Dusty Hill, the bass player from ZZ Top died. I cannot say that I was ever a ZZ Top fan, but I can say that I have been thinking about them a bit lately.

ZZ Top to me was the awful cartoonish characters from the ’80s. The beards, the terrible videos, the over produced synthed up crappy songs. I had no interest at all. The small number of earlier song that I knew were okay. Tush (which Lizardfish was playing when I joined), and Cheap Sunglasses were good songs. There were a couple of others that I liked too. They were really just a blues band, which might be why I was so put off in the 80s, but I think maybe they were a little too Texas and not enough Chicago for me. I never really thought of it that way before, but that might be exactly it.

Over the last few months I have been wondering to myself if I should go and give their first few records a try. The main reason being my recent obsession with cool guitar gear. That’s kind of embarrassing to say out loud, but there it is. ZZ Top’s guitar player, Billy Gibbons, is a Les Paul guy. He’s known for playing a 1959 Standard that he named Pearly Gates (apparently after the car he was driving when he went to pick it up? Is that true?). Seymour Duncan sells a set of pick ups called Pearly Gates that are supposed to be cloned from the PAFs in Gibbons’ Les Paul. Hearing other people talk about his guitar and the gear based on his guitar, and knowing that they weren’t absurd comic characters in the 70’s, and also knowing that the band existed for over 50 years without ever having a line up change (which is pretty amazing), has been making me think that their first 2-3 records might be worth a listen.

And then yesterday it was announced that Dusty Hill died. I gave Cheap Sunglasses a spin in the car on the way to work today in his memory. There was a quote from Billy Gibbons saying that Hill wanted the band to continue without him and they will honor that request. So I guess they will finally have that line up change after all. Maybe I’ll give Tres Hombres a spin today too. Maybe it’s worth it for this Chicago (albeit via London) blues fan to dip his toe into some Texas for a bit.

Rest in Peace, Dusty Hill. Someday when my band gets back together I’ll see if they want to play Cheap Sunglasses.

Chick Corea

We’ve lost another giant. Chick Corea passed away a couple of days ago. Cancer. Again.

That’s Chelsea, MA native Chick Corea to be clear.

I’ve always been ashamed of myself for never being enough of a jazz guy. I played sax and went to music school for crying out loud, I should have been more of a jazz guy. I guess rock and roll and blues were just too much fun for me to pull my attention away for too long.

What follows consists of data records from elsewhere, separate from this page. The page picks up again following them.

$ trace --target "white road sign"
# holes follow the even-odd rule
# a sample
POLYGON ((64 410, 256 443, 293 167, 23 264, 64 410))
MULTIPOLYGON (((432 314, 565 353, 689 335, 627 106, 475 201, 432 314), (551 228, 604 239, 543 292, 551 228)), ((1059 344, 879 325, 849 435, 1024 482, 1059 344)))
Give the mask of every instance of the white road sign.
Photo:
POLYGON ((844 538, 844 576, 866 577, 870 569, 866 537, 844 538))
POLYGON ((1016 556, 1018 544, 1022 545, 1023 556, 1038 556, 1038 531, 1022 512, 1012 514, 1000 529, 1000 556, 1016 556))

I did have a thing for Fusion though. It’s hard to be a Prog Rock fan and not at least dip your toes into the Fusion world. As a guitar player, my connection to Chick Corea came via Al Di Meola. Al was a teenager when he joined Chick’s Fusion band, Return to Forever, and the handful of records they made together were spectacular. Chick played on some early Di Meola solo records too.

Ironically (maybe?) the first thing I think of when I think of Chick Corea is the title track from Return To Forever’s Romantic Warrior. Ironically because Fusion is meant to be an electric genre, but that song is acoustic and it is brilliant beyond measure.

I am honoring this legend’s memory right now by giving the Romantic Warrior album a spin. I suggest you do the same. If you like your music played at a level of virtuosity that makes mortal humans’ heads explode then this is the record for you. Chick’s playing on that record is the kind of thing where you can imagine The God of Keyboard Players listening to it and thinking, damn that guy is awesome.

Rest in Peace, Chick Corea. The music world has lost another hero, but we still have all of the music to listen back to when we want to remember just how good we had it when you were around.